I am slightly surprised by the tolerance of previous reviewers for the acid stereo sound, which is my reason for deducting one star - but I certainly have no complaints about the music-making here. It is true that for a recorded performance of the Classical Symphony my loyalties ultimately remain with Malko; he provides more delicacy and wit while emanating the same energy as Svetlanov. However, the main attraction here is a scintillating performance of what can be regarded as a Tchaikovsky "problem symphony; Svetlanov solves its tendency towards comfortable homogeneity by taking the music by the scruff of the neck and driving it hard - harder than Markevitch or Fedoseyev, except in the Andante elegiaco, where he takes a similar approach to Markevitch and goes first for the bleakness of the steppes then a hyper-Romantic application of rubato to counteract the briskness of the other movements. It's lush and loaded with bitter-sweet melancholy.

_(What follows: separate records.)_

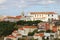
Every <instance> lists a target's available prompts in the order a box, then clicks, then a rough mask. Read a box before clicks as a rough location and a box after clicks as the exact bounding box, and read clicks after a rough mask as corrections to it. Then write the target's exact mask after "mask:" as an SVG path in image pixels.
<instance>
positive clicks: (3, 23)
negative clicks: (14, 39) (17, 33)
mask: <svg viewBox="0 0 60 40" xmlns="http://www.w3.org/2000/svg"><path fill="white" fill-rule="evenodd" d="M15 25H16V23H14V22H9V21H2V22H0V36H7V35H9V34H11V33H12V32H13V31H14V30H16V29H17V27H16V26H15Z"/></svg>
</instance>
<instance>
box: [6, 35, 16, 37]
mask: <svg viewBox="0 0 60 40" xmlns="http://www.w3.org/2000/svg"><path fill="white" fill-rule="evenodd" d="M7 37H8V38H16V37H15V36H13V35H9V36H7Z"/></svg>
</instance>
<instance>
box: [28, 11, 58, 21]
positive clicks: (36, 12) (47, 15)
mask: <svg viewBox="0 0 60 40" xmlns="http://www.w3.org/2000/svg"><path fill="white" fill-rule="evenodd" d="M29 16H31V20H32V21H34V20H42V21H51V20H58V15H57V14H56V13H55V12H30V13H29Z"/></svg>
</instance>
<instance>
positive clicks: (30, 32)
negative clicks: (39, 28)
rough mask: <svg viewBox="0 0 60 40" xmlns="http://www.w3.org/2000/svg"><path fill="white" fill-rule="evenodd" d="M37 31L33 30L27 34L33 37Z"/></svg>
mask: <svg viewBox="0 0 60 40" xmlns="http://www.w3.org/2000/svg"><path fill="white" fill-rule="evenodd" d="M37 31H38V30H37V29H36V30H34V31H33V32H29V33H28V36H33V35H34V34H35V33H37Z"/></svg>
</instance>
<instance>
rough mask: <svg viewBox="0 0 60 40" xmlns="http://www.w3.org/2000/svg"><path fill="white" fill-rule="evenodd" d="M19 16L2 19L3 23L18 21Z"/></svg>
mask: <svg viewBox="0 0 60 40" xmlns="http://www.w3.org/2000/svg"><path fill="white" fill-rule="evenodd" d="M20 18H21V16H7V17H5V18H4V21H10V22H16V21H19V20H20Z"/></svg>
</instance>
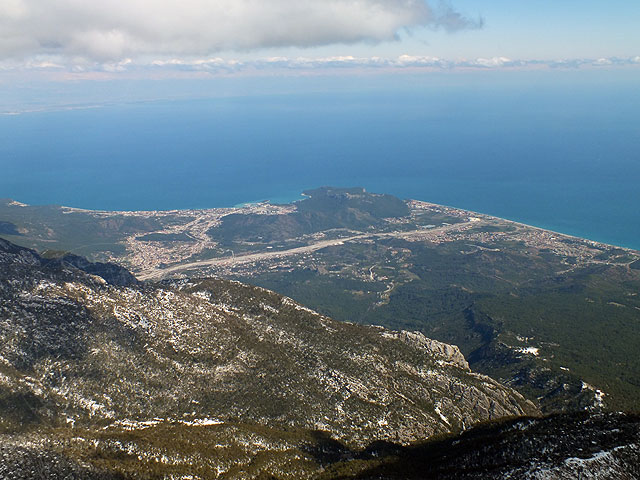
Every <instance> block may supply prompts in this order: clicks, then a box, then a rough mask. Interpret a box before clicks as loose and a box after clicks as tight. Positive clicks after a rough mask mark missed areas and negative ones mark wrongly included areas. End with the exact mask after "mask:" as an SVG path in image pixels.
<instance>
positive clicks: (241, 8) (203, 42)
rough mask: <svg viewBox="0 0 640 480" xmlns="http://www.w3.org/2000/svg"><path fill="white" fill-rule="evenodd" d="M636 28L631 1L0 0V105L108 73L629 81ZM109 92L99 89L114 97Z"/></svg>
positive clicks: (635, 52) (224, 77)
mask: <svg viewBox="0 0 640 480" xmlns="http://www.w3.org/2000/svg"><path fill="white" fill-rule="evenodd" d="M638 25H640V2H639V1H636V0H607V1H602V0H599V1H596V0H580V1H578V0H562V1H557V0H103V1H99V2H97V1H96V2H94V1H88V0H56V1H52V0H1V1H0V113H5V114H6V113H14V111H16V109H18V110H19V109H22V110H25V109H28V108H29V107H30V105H29V104H35V103H38V102H41V103H42V102H44V103H47V102H49V103H50V102H52V101H54V99H58V101H60V102H63V101H66V100H67V97H69V98H68V99H69V101H70V102H71V101H72V100H74V99H72V98H71V97H73V96H74V95H76V98H75V101H76V102H79V101H80V99H81V97H82V95H83V94H82V92H83V91H84V92H88V91H89V90H91V93H92V96H87V98H85V100H86V101H99V100H100V91H101V90H104V91H105V92H106V91H108V90H109V88H103V86H104V83H103V85H99V82H105V81H108V80H109V81H113V80H115V81H120V80H127V81H129V82H137V83H135V84H134V83H131V85H132V86H131V88H130V90H131V92H133V90H135V89H138V90H139V91H140V92H143V93H136V94H133V93H132V94H131V96H132V97H136V98H143V97H145V94H144V92H146V91H149V92H154V91H155V90H154V89H156V90H157V89H159V88H160V87H158V85H159V84H158V81H159V80H163V81H165V85H168V83H167V82H168V81H179V80H182V79H191V80H202V79H220V78H229V77H232V78H246V77H253V78H260V77H262V78H264V77H279V78H283V77H289V78H293V77H300V76H318V75H320V76H322V75H333V76H338V77H342V78H344V77H347V76H349V75H352V74H355V75H359V74H362V73H363V72H364V73H366V74H368V75H378V74H390V73H391V74H395V73H397V72H404V73H407V72H409V73H412V74H415V73H424V72H428V73H429V72H431V73H434V72H435V73H443V72H444V73H451V72H461V71H462V72H469V71H487V70H493V71H514V70H524V71H536V72H537V71H541V70H543V71H549V72H554V71H557V70H579V71H586V70H591V71H592V70H600V71H602V70H606V71H612V72H618V73H615V75H622V76H624V77H625V78H626V79H627V80H626V81H628V79H629V77H630V76H631V77H633V76H634V75H637V74H638V73H640V28H638ZM622 71H624V73H620V72H622ZM552 74H553V73H552ZM79 81H85V82H89V83H92V86H91V87H87V86H86V85H80V84H79V83H78V82H79ZM469 81H473V80H469ZM632 81H633V80H632ZM74 82H75V83H74ZM154 82H155V83H156V85H155V86H152V85H151V84H152V83H154ZM121 83H122V82H121ZM285 83H286V82H285ZM285 83H283V84H282V85H283V86H284V85H285ZM64 84H66V85H67V87H66V90H65V87H64V86H63V85H64ZM69 85H73V87H70V86H69ZM141 85H144V86H141ZM172 85H173V86H171V87H166V88H167V89H169V90H170V89H171V88H176V91H180V88H182V89H183V90H187V87H185V86H184V85H183V86H182V87H179V86H178V87H175V85H174V84H172ZM238 85H241V83H239V84H238ZM110 88H111V91H110V92H107V93H108V94H106V95H105V96H104V97H103V99H106V98H107V97H109V95H111V97H113V96H114V95H115V94H116V93H117V94H118V95H125V94H126V91H125V92H124V93H123V90H126V89H123V88H115V87H113V86H112V87H110ZM163 88H164V87H163ZM282 88H285V87H282ZM165 96H166V95H165ZM83 98H84V97H83ZM145 98H146V97H145Z"/></svg>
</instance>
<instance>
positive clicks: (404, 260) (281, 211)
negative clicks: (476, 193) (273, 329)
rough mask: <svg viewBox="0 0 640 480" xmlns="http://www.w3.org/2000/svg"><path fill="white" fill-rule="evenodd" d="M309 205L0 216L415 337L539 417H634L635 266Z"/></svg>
mask: <svg viewBox="0 0 640 480" xmlns="http://www.w3.org/2000/svg"><path fill="white" fill-rule="evenodd" d="M307 194H308V195H310V197H309V198H307V199H305V200H303V201H300V202H296V204H295V205H294V206H288V207H278V206H269V205H268V204H266V205H265V204H263V205H257V206H253V207H246V208H245V209H232V210H224V211H222V210H221V211H202V212H198V211H189V212H133V213H127V214H125V213H117V212H116V213H108V212H85V211H76V210H68V209H61V208H59V207H24V206H17V205H16V204H15V202H14V203H11V202H5V203H4V206H2V205H0V221H3V222H6V223H10V224H11V225H14V226H15V229H16V230H17V231H18V233H20V235H19V236H10V237H9V236H8V237H7V238H10V239H11V240H13V241H15V242H16V243H20V244H22V245H28V246H37V247H38V248H40V249H43V250H44V249H59V250H71V251H83V252H86V253H88V254H90V256H91V259H92V260H100V259H104V258H108V259H110V260H117V261H119V262H121V263H122V264H124V265H126V266H128V267H130V268H132V269H133V271H134V273H136V274H141V275H145V274H147V275H149V276H147V277H146V278H161V277H162V276H163V275H169V274H170V275H175V276H180V275H182V274H184V273H187V274H188V275H189V276H219V277H226V278H234V279H238V280H242V281H245V282H249V283H254V284H256V285H260V286H264V287H266V288H269V289H272V290H275V291H278V292H280V293H282V294H285V295H288V296H290V297H292V298H294V299H295V300H297V301H299V302H301V303H302V304H304V305H307V306H309V307H311V308H313V309H316V310H318V311H320V312H321V313H323V314H327V315H329V316H331V317H333V318H336V319H339V320H347V321H352V322H357V323H362V324H377V325H383V326H388V327H390V328H394V329H398V328H401V329H407V330H417V331H420V332H422V333H423V334H425V335H426V336H427V337H429V338H435V339H439V340H441V341H444V342H447V343H452V344H455V345H458V346H459V347H460V349H461V350H462V352H463V353H464V354H465V356H466V357H467V359H468V361H469V362H470V364H471V365H472V367H473V369H475V370H478V371H480V372H483V373H486V374H488V375H490V376H492V377H495V378H498V379H499V380H500V381H502V382H503V383H504V384H506V385H510V386H514V387H516V388H517V389H518V390H519V391H520V392H522V393H523V394H525V395H526V396H527V397H528V398H529V399H531V400H533V401H535V402H538V403H539V405H540V406H541V407H542V408H543V410H544V411H547V412H551V411H557V410H564V409H579V410H580V409H584V408H595V409H599V408H602V406H604V408H609V409H615V410H617V409H623V410H639V409H640V403H639V402H640V400H639V399H640V357H639V356H638V355H637V352H638V351H640V256H639V255H638V252H633V251H629V250H626V249H621V248H617V247H612V246H607V245H601V244H594V243H592V242H587V241H582V240H580V239H575V238H571V237H565V236H562V235H559V234H554V233H552V232H544V231H541V230H538V229H533V228H529V227H526V226H523V225H519V224H515V223H511V222H507V221H502V220H500V219H495V218H490V217H486V216H482V215H479V214H475V213H472V212H464V211H461V210H456V209H451V208H445V207H438V206H434V205H429V204H420V203H415V202H403V201H401V200H399V199H397V198H394V197H392V196H389V195H379V194H370V193H367V192H365V191H363V190H362V189H359V188H354V189H339V188H330V187H325V188H322V189H318V190H313V191H309V192H307ZM12 228H13V227H12ZM416 232H417V233H416ZM414 233H415V235H414ZM335 240H338V241H342V240H343V242H342V244H339V242H338V241H335ZM327 241H329V242H327ZM331 241H333V243H332V244H331V245H329V246H326V245H327V244H328V243H331ZM85 242H86V243H85ZM101 242H103V243H101ZM320 242H325V244H323V246H325V248H322V249H319V248H320V247H318V248H317V249H313V250H309V251H307V252H296V253H295V254H287V250H289V249H294V248H299V247H302V249H304V247H306V246H313V245H314V244H319V243H320ZM276 252H277V253H280V252H284V255H283V256H275V255H271V256H264V257H261V258H258V259H255V260H251V261H244V263H243V260H242V256H243V255H256V254H258V255H260V254H273V253H276ZM213 257H215V258H218V257H224V262H223V263H220V264H217V265H213V264H207V263H206V261H207V260H208V259H211V258H213ZM227 257H231V258H230V260H228V261H227V260H226V259H227ZM238 257H240V259H238ZM198 262H201V263H198ZM185 264H189V268H188V270H183V271H181V270H180V269H179V268H178V269H177V270H171V271H170V273H167V272H169V271H168V270H166V269H167V268H169V267H180V266H181V265H185ZM599 391H600V392H599Z"/></svg>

The scrawny stereo really isn't so bad for 1968 and there is very little audience noise in the Usher Hall.
2 of 2 people found the following review helpful
Outstanding collection Oct. 20 2011
By D. R. Schryer - Published on Amazon.com
Format: Audio CD
Tchaikovsky's Symphony No. 3, "Polish," is my clear favorite among his first three symphonies. I also like Glinka's seldom-heard Symphony on Two Russian Themes and Stravinsky's delightful Symphony No 1, "Classical Symphony." To have these three outstanding works coupled together on one CD is a rare treat. As usual, Svetlanov excels in conducting Russian music. Lovers of Russian music should grab this outstanding collection while it is still available.

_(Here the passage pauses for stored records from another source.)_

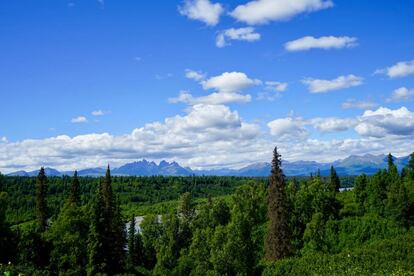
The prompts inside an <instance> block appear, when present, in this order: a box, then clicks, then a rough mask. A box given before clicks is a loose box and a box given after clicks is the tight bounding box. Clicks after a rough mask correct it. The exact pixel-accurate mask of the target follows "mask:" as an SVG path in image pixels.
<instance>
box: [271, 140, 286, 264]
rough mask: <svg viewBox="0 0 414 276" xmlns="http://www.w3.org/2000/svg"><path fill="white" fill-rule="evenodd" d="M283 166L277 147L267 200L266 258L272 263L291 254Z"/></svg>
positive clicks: (280, 155) (279, 259) (273, 157)
mask: <svg viewBox="0 0 414 276" xmlns="http://www.w3.org/2000/svg"><path fill="white" fill-rule="evenodd" d="M281 165H282V162H281V155H280V154H279V153H278V152H277V147H275V149H274V151H273V160H272V171H271V175H270V185H269V191H268V199H267V200H268V209H267V214H268V218H269V226H268V231H267V236H266V240H265V257H266V259H267V260H270V261H276V260H280V259H282V258H285V257H287V256H289V254H290V253H291V231H290V228H289V214H288V210H289V206H288V198H287V195H286V188H285V176H284V175H283V171H282V169H281Z"/></svg>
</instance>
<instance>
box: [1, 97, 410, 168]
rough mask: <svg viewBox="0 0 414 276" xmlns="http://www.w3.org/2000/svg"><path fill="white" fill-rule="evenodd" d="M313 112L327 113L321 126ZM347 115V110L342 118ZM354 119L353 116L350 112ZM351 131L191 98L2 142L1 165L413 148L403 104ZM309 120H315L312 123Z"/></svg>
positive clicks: (68, 165)
mask: <svg viewBox="0 0 414 276" xmlns="http://www.w3.org/2000/svg"><path fill="white" fill-rule="evenodd" d="M316 119H318V120H321V121H323V120H327V121H331V122H333V123H331V122H330V123H327V124H325V125H324V126H321V125H323V124H322V123H320V122H316ZM345 119H346V118H345ZM351 119H352V118H351ZM354 119H355V120H357V122H356V124H357V125H356V131H357V133H359V134H360V135H361V137H357V138H354V139H330V140H320V139H313V138H310V137H311V136H310V135H311V133H310V130H309V129H307V128H306V127H307V126H312V127H315V128H316V126H317V123H320V124H319V128H320V131H337V130H338V129H337V127H336V126H337V125H339V124H340V122H338V120H342V119H339V118H313V119H308V120H304V119H302V118H298V117H290V118H278V119H276V120H273V121H271V122H269V124H268V127H269V130H270V132H271V134H273V135H268V134H266V133H264V132H262V131H261V130H260V128H259V126H258V125H256V124H252V123H248V122H246V121H244V120H243V119H242V118H241V117H240V115H239V114H238V112H237V111H234V110H231V109H230V108H228V107H226V106H222V105H194V106H191V107H188V109H187V110H186V112H185V114H183V115H177V116H173V117H168V118H166V119H165V120H163V121H157V122H153V123H149V124H146V125H144V126H142V127H139V128H136V129H134V130H133V131H131V132H130V133H127V134H124V135H111V134H109V133H100V134H96V133H92V134H86V135H78V136H74V137H70V136H67V135H61V136H56V137H50V138H46V139H26V140H22V141H16V142H10V141H5V140H4V141H3V142H0V171H2V172H3V173H8V172H12V171H16V170H21V169H23V170H34V169H38V168H39V167H40V166H48V167H54V168H57V169H59V170H73V169H82V168H87V167H89V168H90V167H98V166H99V167H102V166H104V165H106V164H107V163H108V162H109V163H110V164H111V166H112V167H116V166H119V165H123V164H125V163H127V162H132V161H136V160H138V159H142V158H147V159H150V160H154V161H160V160H162V159H166V160H170V161H172V160H174V161H177V162H179V163H180V164H181V165H183V166H190V167H192V168H211V167H241V166H244V165H248V164H251V163H254V162H263V161H270V160H271V154H272V149H273V147H274V146H276V145H277V146H278V148H279V149H280V151H281V154H282V157H283V159H284V160H290V161H293V160H314V161H319V162H330V161H334V160H338V159H341V158H345V157H347V156H349V155H352V154H357V155H362V154H366V153H371V154H384V153H388V152H392V153H393V154H395V155H396V156H405V155H407V154H409V153H411V152H412V151H413V139H414V113H412V112H411V111H409V110H408V109H407V108H405V107H402V108H400V109H395V110H392V109H388V108H383V107H381V108H378V109H377V110H374V111H366V112H364V113H363V114H362V115H361V116H359V117H355V118H354ZM312 123H313V124H312Z"/></svg>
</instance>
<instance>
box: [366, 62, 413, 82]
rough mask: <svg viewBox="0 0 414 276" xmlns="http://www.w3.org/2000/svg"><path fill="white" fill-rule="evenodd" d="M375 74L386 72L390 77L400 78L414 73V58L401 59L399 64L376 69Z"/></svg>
mask: <svg viewBox="0 0 414 276" xmlns="http://www.w3.org/2000/svg"><path fill="white" fill-rule="evenodd" d="M374 74H385V75H387V76H388V77H389V78H391V79H393V78H400V77H405V76H408V75H411V74H414V60H411V61H400V62H398V63H397V64H395V65H393V66H390V67H387V68H384V69H379V70H377V71H375V73H374Z"/></svg>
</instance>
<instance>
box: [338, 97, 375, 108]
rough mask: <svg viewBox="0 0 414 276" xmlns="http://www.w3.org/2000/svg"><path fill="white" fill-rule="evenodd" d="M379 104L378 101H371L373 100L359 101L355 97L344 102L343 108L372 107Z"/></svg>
mask: <svg viewBox="0 0 414 276" xmlns="http://www.w3.org/2000/svg"><path fill="white" fill-rule="evenodd" d="M377 106H378V105H377V104H376V103H374V102H371V101H357V100H355V99H348V100H346V101H345V102H343V103H342V108H343V109H351V108H357V109H371V108H374V107H377Z"/></svg>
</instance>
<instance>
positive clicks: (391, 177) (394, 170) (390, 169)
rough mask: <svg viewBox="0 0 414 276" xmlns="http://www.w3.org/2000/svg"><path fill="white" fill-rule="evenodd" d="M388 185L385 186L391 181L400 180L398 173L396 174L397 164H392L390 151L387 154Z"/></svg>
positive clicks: (396, 181) (393, 181)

1 of 1 people found the following review helpful
A famous performance of the Tchaikovsky Third lives up to its reputation March 4 2009
By Santa Fe Listener - Published on Amazon.com
Format: Audio CD Verified Purchase
This is a riveting BBC concert tape with unusual political overtones. Soviet tanks had rolled into Czechoslovakia to crush the liberal Dubcek regime in the summer of 1968, brutally ending the "Prague spring" that began in January. That same week Svetlanov brought the USSR State Symphony Orchestra on tour to the UK. There were protesters outside Usher Hall in Edinburgh; the summer festival was a prime venue for visiting artists. In this volatile mix Svetlanov found inspiration for a powerful, swaggering (perhaps defiant) performance of the main work here, Tchaikovsky's Sym. #3 "Polish." It was recorded in good FM streo with a close-up perspective, adding even more urgency to a reading that is more fervent than any I've heard from Abbado, Bernstein, Karajan, Dorati, Markevitch, Muti, Beecham, and other Western exponents (I've been on a long search). It outdoes Yuri Temirkanov's RCA account, too, my only other exposure to a Russian interpreter.

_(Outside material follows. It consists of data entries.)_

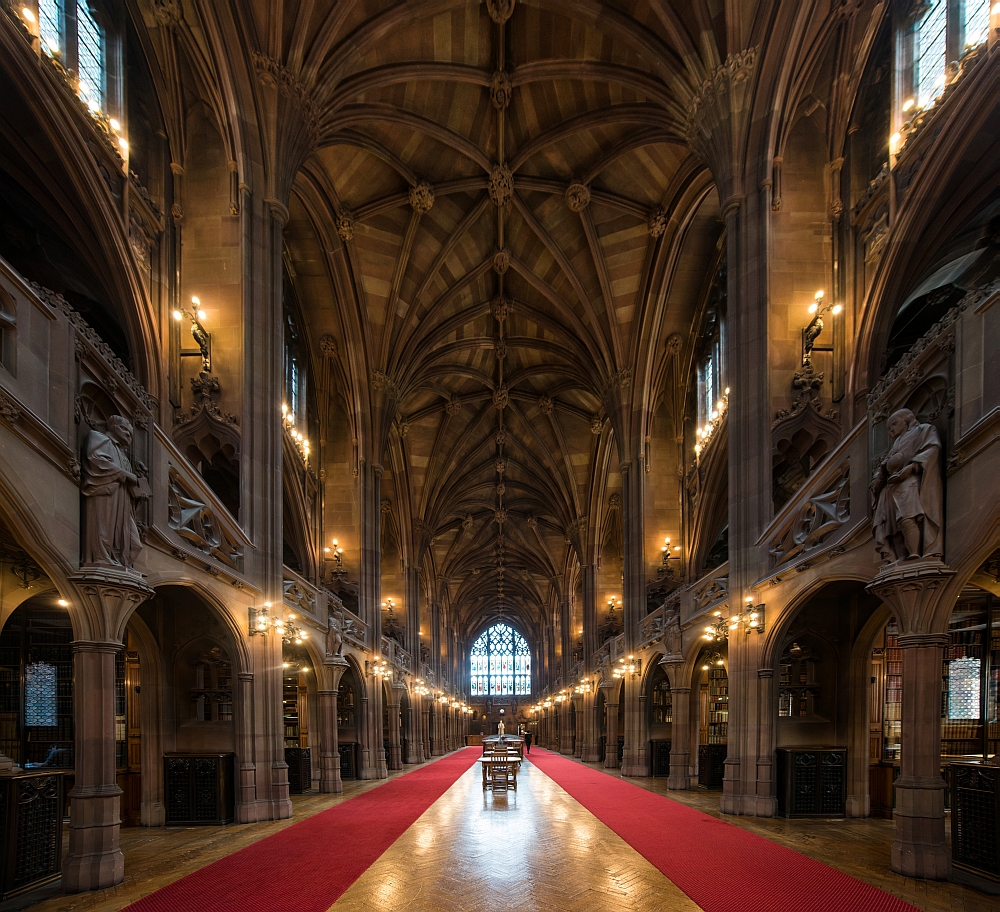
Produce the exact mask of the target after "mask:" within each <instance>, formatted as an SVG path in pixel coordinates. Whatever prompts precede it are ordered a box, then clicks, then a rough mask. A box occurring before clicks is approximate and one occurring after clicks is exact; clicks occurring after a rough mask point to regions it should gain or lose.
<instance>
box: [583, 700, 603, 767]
mask: <svg viewBox="0 0 1000 912" xmlns="http://www.w3.org/2000/svg"><path fill="white" fill-rule="evenodd" d="M595 703H596V697H595V694H594V693H593V692H591V693H586V694H584V695H583V732H584V738H583V751H582V753H581V754H580V759H581V760H583V762H584V763H600V762H601V761H602V760H603V759H604V758H603V757H602V756H600V754H599V752H598V748H599V746H600V742H599V738H600V735H599V734H598V724H597V718H596V716H595V707H594V704H595Z"/></svg>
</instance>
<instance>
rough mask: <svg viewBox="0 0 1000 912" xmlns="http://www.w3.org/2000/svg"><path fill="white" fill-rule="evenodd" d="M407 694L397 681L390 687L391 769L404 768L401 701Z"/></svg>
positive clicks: (390, 736)
mask: <svg viewBox="0 0 1000 912" xmlns="http://www.w3.org/2000/svg"><path fill="white" fill-rule="evenodd" d="M405 692H406V686H405V685H403V684H397V683H396V682H395V681H393V682H392V684H390V685H389V759H388V764H389V769H402V768H403V752H402V745H401V744H400V737H399V727H400V717H399V701H400V698H401V697H402V695H403V694H404V693H405Z"/></svg>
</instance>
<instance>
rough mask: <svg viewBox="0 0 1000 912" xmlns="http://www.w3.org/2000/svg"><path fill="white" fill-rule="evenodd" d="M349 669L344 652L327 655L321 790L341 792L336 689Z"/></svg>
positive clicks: (320, 779) (322, 722) (320, 790)
mask: <svg viewBox="0 0 1000 912" xmlns="http://www.w3.org/2000/svg"><path fill="white" fill-rule="evenodd" d="M345 671H347V659H345V658H344V657H343V656H327V657H326V658H325V659H323V666H322V669H321V678H320V681H321V687H322V690H320V691H319V693H318V697H319V790H320V792H322V793H323V794H327V795H331V794H340V793H341V792H342V791H343V790H344V783H343V782H342V781H341V778H340V742H339V739H338V737H337V691H338V688H339V687H340V679H341V678H342V677H343V676H344V672H345Z"/></svg>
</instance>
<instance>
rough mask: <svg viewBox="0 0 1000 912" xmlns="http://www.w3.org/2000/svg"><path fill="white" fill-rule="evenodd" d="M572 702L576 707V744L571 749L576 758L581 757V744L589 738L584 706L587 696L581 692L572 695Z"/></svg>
mask: <svg viewBox="0 0 1000 912" xmlns="http://www.w3.org/2000/svg"><path fill="white" fill-rule="evenodd" d="M572 699H573V704H574V706H575V708H576V745H575V746H574V749H573V756H574V757H576V758H577V759H578V760H582V759H583V745H584V743H585V742H586V741H587V739H588V738H589V732H588V730H587V716H586V710H585V707H586V705H587V697H586V696H585V695H583V694H579V695H576V696H574V697H573V698H572Z"/></svg>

In general Svetlanov was a bold, propulsive conductor, prone to overlook niceties in a score -- I've always thought of him as an exemplary "people's artist" in the Soviet machinery -- and the "Polish" benefits from his boldness, because on the surface the first three movements tend to blend into a balletic smoothness and sameness that doesn't hold one's attention. Svetlanov speeds up the tempo to move the line along, and he emphasizes inner voices and accents beyond the usual. The result is invigorating, although I can't side with British commentators on this famous concert who say that the conductor is on fire or that the reading is scorching. The "Polish" can't be entirely transformed from the gentle creature it mostly is. At least its breast is heaving in Svetlannov's ultra-expressive account.

At 73 min., the CD is generously filled out with Glinka's little-heard "Symphony on Two Russian Themes" and Prokofiev's too-often-heard Sym. #1. Both are given strong, energetic performances, in the spirit of the entire concert. All in all, this is one of BBC Legends most valuable Soviet-era releases, of which there are many.